Mail di Paolo Isotta a Dagospia
Carissimo Roberto,
Tu mi hai invitato a decidere un atteggiamento univoco nei confronti di de Bortoli affettuosamente accusandomi di esser altalenante. Forse hai ragione; e pertanto ritengo doveroso rendere Te per primo edotto della circostanza che Ti narro. Lui ha voluto incontrarmi; e a tavola: io ero riluttante perché ritenevo che lo stato dei nostri rapporti non consentisse una convivialità; ho tuttavia accettato per non mancare di rispetto a un uscente.
Ho fatto bene giacché il suo discorso è stato così affettuoso e appassionato - dopo un'iniziale schermaglia - che abbiamo deciso di mettere una pietra su tutto il passato, di ricordare solo le cose belle della nostra collaborazione e, soprattutto, di dare inizio a un rapporto d'affetto ora che si potrà prescindere dalle posizioni, dirò così, aziendali. Ci siamo abbracciati.
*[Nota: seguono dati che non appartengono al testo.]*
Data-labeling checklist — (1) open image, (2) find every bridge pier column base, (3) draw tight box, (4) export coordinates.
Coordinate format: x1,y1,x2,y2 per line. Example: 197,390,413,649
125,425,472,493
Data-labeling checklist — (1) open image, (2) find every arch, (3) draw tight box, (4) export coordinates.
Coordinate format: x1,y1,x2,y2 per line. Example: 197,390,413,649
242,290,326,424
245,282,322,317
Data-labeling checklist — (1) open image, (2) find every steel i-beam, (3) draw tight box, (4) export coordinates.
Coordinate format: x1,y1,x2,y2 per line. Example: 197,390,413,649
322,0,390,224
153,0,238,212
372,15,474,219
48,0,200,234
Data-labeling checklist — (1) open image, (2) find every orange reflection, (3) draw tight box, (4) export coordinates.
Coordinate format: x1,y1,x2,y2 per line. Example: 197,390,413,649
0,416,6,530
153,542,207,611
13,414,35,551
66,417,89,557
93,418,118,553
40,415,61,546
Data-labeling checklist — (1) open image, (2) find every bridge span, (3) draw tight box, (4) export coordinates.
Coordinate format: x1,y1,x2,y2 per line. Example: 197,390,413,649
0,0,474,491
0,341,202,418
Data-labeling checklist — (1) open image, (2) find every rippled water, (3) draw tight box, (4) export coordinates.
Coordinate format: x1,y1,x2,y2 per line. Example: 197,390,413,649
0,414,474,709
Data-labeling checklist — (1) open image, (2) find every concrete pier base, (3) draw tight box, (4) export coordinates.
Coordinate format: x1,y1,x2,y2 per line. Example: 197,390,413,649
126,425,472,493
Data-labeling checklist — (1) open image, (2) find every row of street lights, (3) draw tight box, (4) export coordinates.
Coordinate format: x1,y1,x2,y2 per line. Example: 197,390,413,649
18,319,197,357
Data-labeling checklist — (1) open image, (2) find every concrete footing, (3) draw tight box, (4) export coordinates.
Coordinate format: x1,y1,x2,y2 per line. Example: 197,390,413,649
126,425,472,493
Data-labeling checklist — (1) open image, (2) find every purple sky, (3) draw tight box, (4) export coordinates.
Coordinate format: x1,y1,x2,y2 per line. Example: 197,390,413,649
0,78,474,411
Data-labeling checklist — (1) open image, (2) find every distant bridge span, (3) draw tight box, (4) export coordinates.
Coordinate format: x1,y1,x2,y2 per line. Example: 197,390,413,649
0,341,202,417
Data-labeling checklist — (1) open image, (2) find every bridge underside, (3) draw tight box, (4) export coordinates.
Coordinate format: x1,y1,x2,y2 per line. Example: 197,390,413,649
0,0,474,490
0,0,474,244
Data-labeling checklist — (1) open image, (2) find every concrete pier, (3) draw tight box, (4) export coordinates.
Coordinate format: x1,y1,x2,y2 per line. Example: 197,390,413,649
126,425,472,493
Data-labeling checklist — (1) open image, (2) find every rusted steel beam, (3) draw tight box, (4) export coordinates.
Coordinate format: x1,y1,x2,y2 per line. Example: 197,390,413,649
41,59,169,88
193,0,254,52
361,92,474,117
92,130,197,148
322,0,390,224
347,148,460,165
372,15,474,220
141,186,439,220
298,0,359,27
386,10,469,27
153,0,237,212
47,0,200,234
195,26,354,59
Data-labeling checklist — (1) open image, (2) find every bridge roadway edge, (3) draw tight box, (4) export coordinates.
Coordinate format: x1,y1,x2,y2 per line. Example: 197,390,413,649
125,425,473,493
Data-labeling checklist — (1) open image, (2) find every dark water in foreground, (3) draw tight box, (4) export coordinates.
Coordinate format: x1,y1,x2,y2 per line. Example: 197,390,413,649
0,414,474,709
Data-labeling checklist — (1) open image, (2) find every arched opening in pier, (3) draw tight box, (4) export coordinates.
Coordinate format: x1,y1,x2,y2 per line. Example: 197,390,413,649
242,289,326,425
E sebbene io non mitighi le critiche nei suoi confronti in ordine alla gestione di certe redazioni, debbo riconoscere che negli ultimi mesi, per esempio colla mia recensione del Fidelio della Scala e in tutte le altre successive e delicate occasioni, egli mi ha lasciato perfettamente libero di esprimermi: restando io convinto che ciò non faccia che giovare al Corriere.
Quel che poi sia per accadermi col prossimo direttore, lo attendo nec spe nec metu: amo moltissimo il Corriere; a ottobre farò sessantacinque anni e ho alcuni libri da scrivere. Un abbraccio a Te, caro Roberto, che mi segui a Tua volta con tanto affetto.